Нелегко было перенести крушение всех мечтаний об ученой карьере. Но отец впоследствии говаривал, что, пожалуй, все вышло к лучшему и что он, быть может, обязан Кавказу жизнью. Напряженная работа в академии в соединении с необходимостью добывать средства для себя, для отцовской семьи и уплаты отцовских долгов в конце концов совершенно подорвали его силы, и у него грозила развиться чахотка. Жизнь на Юге, на вольном воздухе, теплом и сыром, быстро поправила его здоровье, и он стал крепким, плотным мужчиной, каким оставался потом всю жизнь.

У меня до сих пор сохранилась его раскрашенная фотография конца пятидесятых годов, да я его и так хорошо помню. Он, как и мама молодых лет, стоят передо мною как живые. Отец был высокого роста, очень плотный, но стройный, без всякой наклонности к полноте. Физически он был силен и вынослив, хорошо ездил верхом и плавал. К езде он до того привык, что мог даже спать в седле. За всю жизнь я помню его больным только один раз — когда он перенес тиф. Только к концу жизни он, по рассказам мамы, стал прихварывать. Лицо у него было чисто великорусского типа: высокий лоб, правильный нос, губы, часто складывавшиеся в добродушную улыбку. Русые волосы спереди немножко кудрились хохолком. По николаевской форме, он носил только длинные усы и никогда не обзаводился бакенбардами, но, выйдя в отставку, отпустил бороду. Я не видал человека более хладнокровного и с таким самообладанием.

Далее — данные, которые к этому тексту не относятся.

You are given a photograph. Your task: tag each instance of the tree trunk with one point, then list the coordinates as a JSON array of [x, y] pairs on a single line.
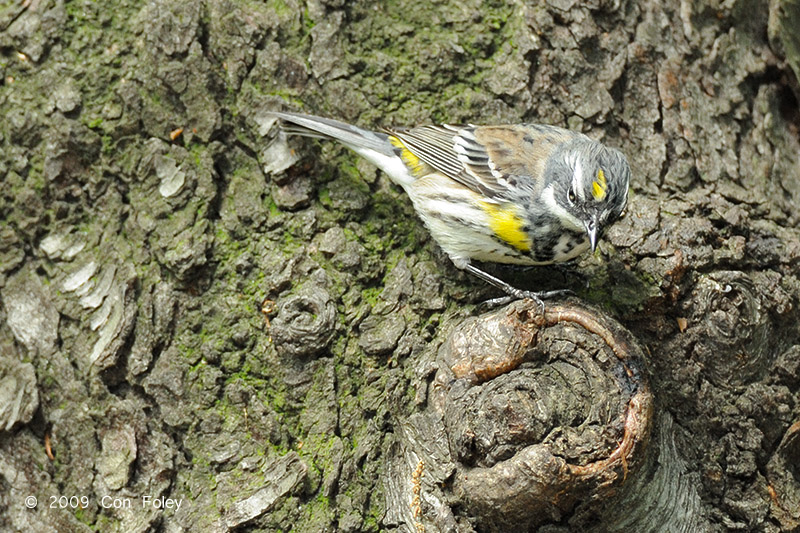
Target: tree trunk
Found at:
[[202, 328]]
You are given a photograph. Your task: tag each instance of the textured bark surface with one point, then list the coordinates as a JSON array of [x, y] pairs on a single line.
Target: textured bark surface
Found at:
[[191, 314]]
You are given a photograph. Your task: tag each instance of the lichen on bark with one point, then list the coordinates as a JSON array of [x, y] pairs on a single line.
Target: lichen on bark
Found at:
[[150, 239]]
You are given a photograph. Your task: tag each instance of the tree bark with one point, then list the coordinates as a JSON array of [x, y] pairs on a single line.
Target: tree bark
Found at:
[[204, 329]]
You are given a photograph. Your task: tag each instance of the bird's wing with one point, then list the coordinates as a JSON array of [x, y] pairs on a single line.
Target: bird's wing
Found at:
[[495, 161]]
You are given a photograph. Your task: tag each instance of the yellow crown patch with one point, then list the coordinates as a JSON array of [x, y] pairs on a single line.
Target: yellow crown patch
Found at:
[[599, 186]]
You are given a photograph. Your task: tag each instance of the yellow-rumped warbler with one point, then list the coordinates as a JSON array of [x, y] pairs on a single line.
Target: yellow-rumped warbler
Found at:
[[524, 194]]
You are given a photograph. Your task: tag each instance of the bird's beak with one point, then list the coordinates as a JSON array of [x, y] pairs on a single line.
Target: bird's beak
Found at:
[[592, 231]]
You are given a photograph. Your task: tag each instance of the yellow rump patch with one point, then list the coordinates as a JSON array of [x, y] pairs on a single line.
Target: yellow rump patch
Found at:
[[599, 186], [412, 162], [507, 225]]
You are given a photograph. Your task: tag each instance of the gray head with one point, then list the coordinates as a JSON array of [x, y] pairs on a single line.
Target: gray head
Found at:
[[590, 182]]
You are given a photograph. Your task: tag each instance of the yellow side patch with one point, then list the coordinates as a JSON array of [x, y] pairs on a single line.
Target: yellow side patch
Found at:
[[599, 186], [412, 162], [507, 225]]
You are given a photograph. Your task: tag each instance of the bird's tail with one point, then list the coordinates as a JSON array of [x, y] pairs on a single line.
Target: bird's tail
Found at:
[[373, 146], [356, 139]]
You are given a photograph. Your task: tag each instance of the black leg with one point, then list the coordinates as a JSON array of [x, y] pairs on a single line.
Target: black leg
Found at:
[[512, 292]]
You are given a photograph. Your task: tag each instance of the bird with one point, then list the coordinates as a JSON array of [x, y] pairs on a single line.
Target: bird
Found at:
[[522, 194]]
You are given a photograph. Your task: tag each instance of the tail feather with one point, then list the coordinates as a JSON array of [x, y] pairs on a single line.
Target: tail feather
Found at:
[[324, 128]]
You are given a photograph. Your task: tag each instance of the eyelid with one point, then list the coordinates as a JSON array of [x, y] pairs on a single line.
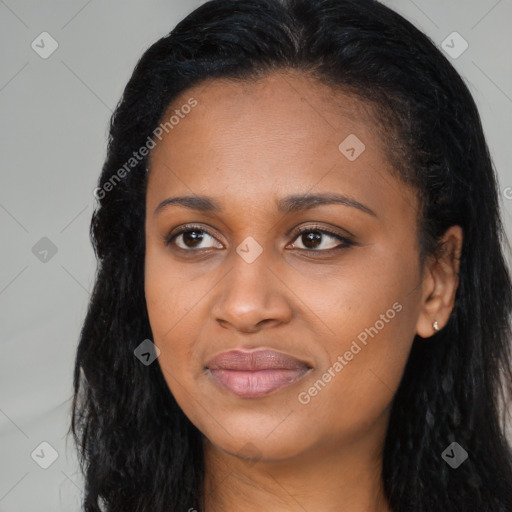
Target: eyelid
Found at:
[[346, 240]]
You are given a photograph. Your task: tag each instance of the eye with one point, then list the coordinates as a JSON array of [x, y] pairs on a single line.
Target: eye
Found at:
[[191, 237], [312, 239]]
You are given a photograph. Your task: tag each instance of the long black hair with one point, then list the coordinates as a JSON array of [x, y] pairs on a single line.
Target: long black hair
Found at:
[[138, 451]]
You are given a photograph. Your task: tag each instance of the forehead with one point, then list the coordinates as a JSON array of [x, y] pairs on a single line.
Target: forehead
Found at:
[[259, 140]]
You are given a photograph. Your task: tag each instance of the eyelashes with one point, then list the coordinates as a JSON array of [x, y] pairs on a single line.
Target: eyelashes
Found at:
[[196, 234]]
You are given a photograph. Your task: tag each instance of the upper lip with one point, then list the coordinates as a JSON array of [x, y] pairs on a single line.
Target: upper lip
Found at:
[[262, 359]]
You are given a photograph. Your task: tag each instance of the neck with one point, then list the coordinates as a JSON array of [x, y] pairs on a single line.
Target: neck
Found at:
[[325, 479]]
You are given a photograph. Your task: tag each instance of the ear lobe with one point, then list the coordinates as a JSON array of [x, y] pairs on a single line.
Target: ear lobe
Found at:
[[440, 283]]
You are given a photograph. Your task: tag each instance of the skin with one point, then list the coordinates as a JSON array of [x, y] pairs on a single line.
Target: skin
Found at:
[[246, 146]]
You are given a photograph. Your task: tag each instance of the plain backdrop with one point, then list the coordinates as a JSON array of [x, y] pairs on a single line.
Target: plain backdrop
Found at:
[[54, 117]]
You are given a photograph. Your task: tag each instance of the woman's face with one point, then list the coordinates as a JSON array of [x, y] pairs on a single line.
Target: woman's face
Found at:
[[276, 343]]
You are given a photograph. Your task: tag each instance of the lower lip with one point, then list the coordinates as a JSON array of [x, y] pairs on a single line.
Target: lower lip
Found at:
[[256, 383]]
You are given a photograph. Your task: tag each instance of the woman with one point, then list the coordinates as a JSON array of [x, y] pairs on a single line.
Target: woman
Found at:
[[302, 302]]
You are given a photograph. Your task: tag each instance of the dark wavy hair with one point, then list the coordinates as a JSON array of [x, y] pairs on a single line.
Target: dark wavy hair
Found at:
[[138, 451]]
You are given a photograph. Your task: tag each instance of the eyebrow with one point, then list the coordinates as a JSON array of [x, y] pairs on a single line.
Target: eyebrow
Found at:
[[286, 205]]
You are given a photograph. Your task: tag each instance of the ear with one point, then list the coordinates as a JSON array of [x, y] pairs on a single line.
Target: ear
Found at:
[[440, 282]]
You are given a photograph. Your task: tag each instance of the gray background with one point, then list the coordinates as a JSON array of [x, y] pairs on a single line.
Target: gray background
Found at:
[[54, 120]]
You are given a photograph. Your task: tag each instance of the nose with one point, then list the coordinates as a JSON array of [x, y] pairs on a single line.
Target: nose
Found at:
[[252, 296]]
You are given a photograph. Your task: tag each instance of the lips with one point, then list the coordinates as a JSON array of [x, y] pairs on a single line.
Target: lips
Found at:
[[252, 374]]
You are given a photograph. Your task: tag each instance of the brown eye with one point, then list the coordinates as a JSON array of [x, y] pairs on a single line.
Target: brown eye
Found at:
[[317, 240], [192, 237]]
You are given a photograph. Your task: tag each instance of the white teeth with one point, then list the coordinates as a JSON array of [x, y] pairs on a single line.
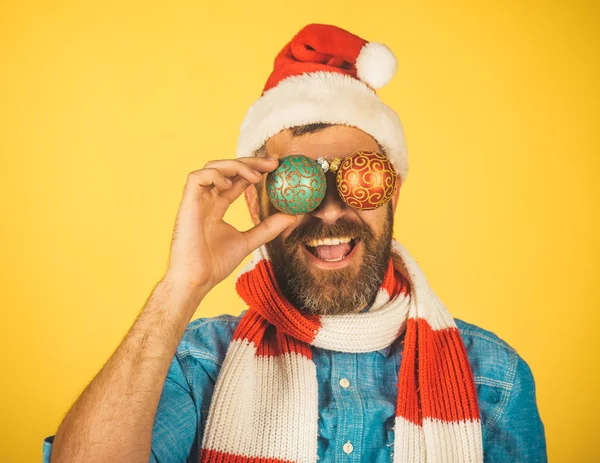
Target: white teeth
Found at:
[[329, 241]]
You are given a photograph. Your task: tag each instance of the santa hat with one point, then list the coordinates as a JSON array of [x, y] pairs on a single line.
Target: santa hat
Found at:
[[327, 74]]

Не могу себе представить его в испуге или каком-нибудь азарте. Всегда ровный и спокойный, он никогда не кричал и не хохотал. Только улыбка освещала его лицо при веселом разговоре, в котором он часто подпускал удачные и обыкновенно безобидные остроты.

Раз загнанный на Кавказ, отец за всю жизнь ни разу не мог урваться побывать на родине и лишь поддерживал переписку с братом Дмитрием, на котором остались заботы о семье, так как он кончил курс семинарии и получил священническое место. Но матери своей отец высылал пособие всю ее жизнь. Нужно заметить, что с поступлением на службу средства его не увеличились, а уменьшились. Жалованье тогда было ничтожное. В 1853 году, например, после тринадцати лет службы, его годовой оклад составлял всего 250 рублей. Были, конечно, кое-какие добавочные выдачи, случались и денежные награды, но все это составляло очень немного. Доходов же от частной практики отец никогда не имел. Его очень ценили как врача, и от больных не было отбоя, но получал он с них гроши. С людей сколько-нибудь бедных он принципиально ничего не брал, а богатые платили сколько вздумается и вообще очень скупо, потому что размеры гонорара не имели никакого влияния на его врачебное усердие и внимательность. Ни днем, ни ночью он не отказывался идти к какому бы то ни было больному. Вспомню один пример из множества. Прибежали как-то около часа ночи из подгородной слободки звать его к какой-то бабе, которая мучилась родами. В те времена врачу приходилось быть всем: и хирургом, и акушером, и ветеринаром... Отец уже спал. Его разбудили, и он немедленно отправился к роженице, у которой и провел несколько часов. За это он не взял и не получил ни копейки. Такова была его «практика». Вообще, отец был большим идеалистом в отношении своих обязанностей и смотрел так, что он должен оказать помощь каждому больному. В результате его все любили и уважали, а денег не давали. Зато, когда он умер, его провожал на кладбище весь Новороссийск, а Джубскую улицу, на которой находится наш дом, народ самовольно переименовал в Тихомировскую, и так упорно, что в конце концов даже и на официальных планах бывшая Джубская улица стала именоваться Тихомировской.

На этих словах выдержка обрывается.